The peoples belonging to this ethnologic branch exhibit the characteristics of the Yellow Race in the most prominent manner. They are fond of a nomadic life, and have at different periods made wide conquests; but they have, as a rule, become absorbed in the races they have overcome. The Mongols are still, however, the rulers of the Chinese Empire. They belong either to the Buddhist or to the Mahometan faith.

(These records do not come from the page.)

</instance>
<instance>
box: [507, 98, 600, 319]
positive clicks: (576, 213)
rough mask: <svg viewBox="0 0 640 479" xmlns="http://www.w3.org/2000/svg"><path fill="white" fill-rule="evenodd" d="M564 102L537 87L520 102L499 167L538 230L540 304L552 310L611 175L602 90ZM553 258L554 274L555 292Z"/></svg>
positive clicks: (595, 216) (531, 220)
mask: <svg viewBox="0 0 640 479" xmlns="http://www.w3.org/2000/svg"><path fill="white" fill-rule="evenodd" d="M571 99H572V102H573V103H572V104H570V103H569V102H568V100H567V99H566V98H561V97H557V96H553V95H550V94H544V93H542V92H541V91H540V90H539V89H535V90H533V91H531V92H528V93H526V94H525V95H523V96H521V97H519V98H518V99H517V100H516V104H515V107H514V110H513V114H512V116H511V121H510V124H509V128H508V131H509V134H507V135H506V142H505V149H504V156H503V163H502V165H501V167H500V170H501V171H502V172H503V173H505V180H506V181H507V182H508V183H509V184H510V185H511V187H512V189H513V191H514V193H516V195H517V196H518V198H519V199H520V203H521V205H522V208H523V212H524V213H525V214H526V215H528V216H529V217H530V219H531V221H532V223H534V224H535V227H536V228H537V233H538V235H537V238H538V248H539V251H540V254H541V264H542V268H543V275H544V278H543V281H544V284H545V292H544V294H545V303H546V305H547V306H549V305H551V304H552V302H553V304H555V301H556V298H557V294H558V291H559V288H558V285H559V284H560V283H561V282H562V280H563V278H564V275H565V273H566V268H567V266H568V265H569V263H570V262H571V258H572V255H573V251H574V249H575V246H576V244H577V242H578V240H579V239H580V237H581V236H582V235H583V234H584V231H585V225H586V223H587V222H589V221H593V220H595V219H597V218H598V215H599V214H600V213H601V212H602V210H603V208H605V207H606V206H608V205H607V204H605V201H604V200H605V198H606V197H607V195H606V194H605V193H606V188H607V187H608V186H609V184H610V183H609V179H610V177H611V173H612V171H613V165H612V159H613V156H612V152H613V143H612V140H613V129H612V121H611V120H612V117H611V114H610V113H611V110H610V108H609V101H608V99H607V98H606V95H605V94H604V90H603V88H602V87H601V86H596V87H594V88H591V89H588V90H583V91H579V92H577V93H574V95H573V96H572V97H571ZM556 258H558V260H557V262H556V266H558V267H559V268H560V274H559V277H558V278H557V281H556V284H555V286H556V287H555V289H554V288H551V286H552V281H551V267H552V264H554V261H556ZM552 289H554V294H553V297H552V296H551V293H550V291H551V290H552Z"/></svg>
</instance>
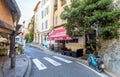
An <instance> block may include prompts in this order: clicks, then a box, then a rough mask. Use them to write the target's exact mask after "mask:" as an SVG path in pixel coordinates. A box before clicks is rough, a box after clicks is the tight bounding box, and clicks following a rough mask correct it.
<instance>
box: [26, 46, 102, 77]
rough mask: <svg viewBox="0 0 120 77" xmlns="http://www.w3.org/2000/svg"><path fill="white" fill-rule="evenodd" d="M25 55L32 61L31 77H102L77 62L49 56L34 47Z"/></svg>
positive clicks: (28, 49) (26, 52) (28, 50)
mask: <svg viewBox="0 0 120 77" xmlns="http://www.w3.org/2000/svg"><path fill="white" fill-rule="evenodd" d="M25 53H26V55H28V56H29V57H30V58H31V60H32V69H31V75H30V77H102V75H100V74H99V73H96V72H94V71H91V70H90V69H88V68H86V67H85V66H83V65H81V64H80V63H78V62H77V61H76V60H72V59H71V60H70V59H68V58H63V57H62V56H58V55H55V54H50V53H49V54H48V53H46V52H43V51H42V50H39V49H36V48H33V47H25Z"/></svg>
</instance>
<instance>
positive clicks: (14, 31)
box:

This branch is divided into three great families, analogous with the differences in their language: the Mongols, the Tunguses, and the Turks. We may add to them a fourth family, the Yakuts, for these latter possess the physical characteristics of the Yellow Race, and speak a Turkish dialect.
The Mongol Family.
The most decided features of the Yellow Race are particularly prominent in the Mongol family. Its members have a larger head, a flatter face and nose, and smaller eyes than those of the other families. They have a broad chest, a very short neck, round shoulders, strong thick-set limbs, short bow-legs, and a brownish-yellow complexion. The most nomadic of the Mongol family live under the rule of the Russian and the Chinese Empires.
[Fig. 99] represents a Mongol Tartar.
Three principal nations are to be found in this family: the Kalmuks, the Mongols proper, and the Burïats.
Kalmuks.—M. Vereschaguine, in his “Journey in the Caucasian Provinces,” has described the nomadic Kalmuks whom he met with on the frontier separating the Caucasus from the district of the Cossacks of the Don. Travelling villages are found on these dreary and monotonous steppes. The habitations of which these villages are composed consist of tattered tents. These contain, mixed up in an incredible confusion, boxes, cases, lassoes, saddles, and heaps of rags. A hearth is the only sign of a fireplace. During the heat of summer, the children of both sexes, up to the age of ten, run about almost entirely naked. In winter, in the midst of their terrible snowstorms, and when the thermometer is below zero, they remain for days together huddled up in their tents beneath heaps of their clothing.